In the latest ruling, the U.S. Seventh Circuit Court of Appeals said an
Indiana law unlawfully banned "selective" abortions. The law specifically targeted fetuses based on gender, race, or disability.
In a separate case, an appeals panel voided an Ohio law that cut off funds to abortion clinics. If the decisions alone weren't enough to inflame one of the most controversial and political fires in America, the Indiana law was signed into law by then Gov. Mike Pence.
More Injunctions
In
Planned Parenthood of Indiana and Kentucky Inc v. Commission of the Indiana State Department of Health, the Seventh Circuit upheld an injunction stopping Indiana from enforcing its ban. The appeals court also struck a requirement that abortion providers dispose of aborted fetuses in the same fashion as human remains.
Judge Tanya Walton Pratt issued the injunction last year. It was a follow-up to her earlier ruling that Indian could not force providers to do ultrasounds at least 18 hours before an abortion and explain it to affected patients.
Meanwhile, the Sixth Circuit ruled in an ongoing battle over abortion in Ohio.

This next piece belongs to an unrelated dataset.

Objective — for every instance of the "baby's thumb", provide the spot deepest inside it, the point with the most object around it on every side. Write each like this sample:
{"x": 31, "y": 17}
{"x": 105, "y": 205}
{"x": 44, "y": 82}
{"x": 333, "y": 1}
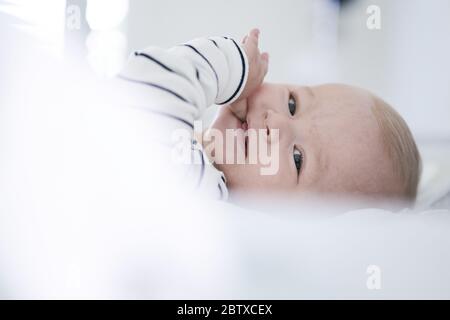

In
Planned Parenthood of Greater Ohio v. Himes, the appeals court affirmed a permanent injunction against a state law that revoked funding that abortion providers had received to fight breast cancer, sexual violence, and other problems.
More Litigation
Kentucky is also in the midst of a battle over its abortion law.
The American Civil Liberties Union has
sued to undo a ban on "dilation and evacuation." Anti-abortion activists call the second-trimester surgery "dismemberment abortion."
Alabama, Arkansas, Kansas, Oklahoma, and Texas have passed similar bans on the practice, but the courts have struck them down.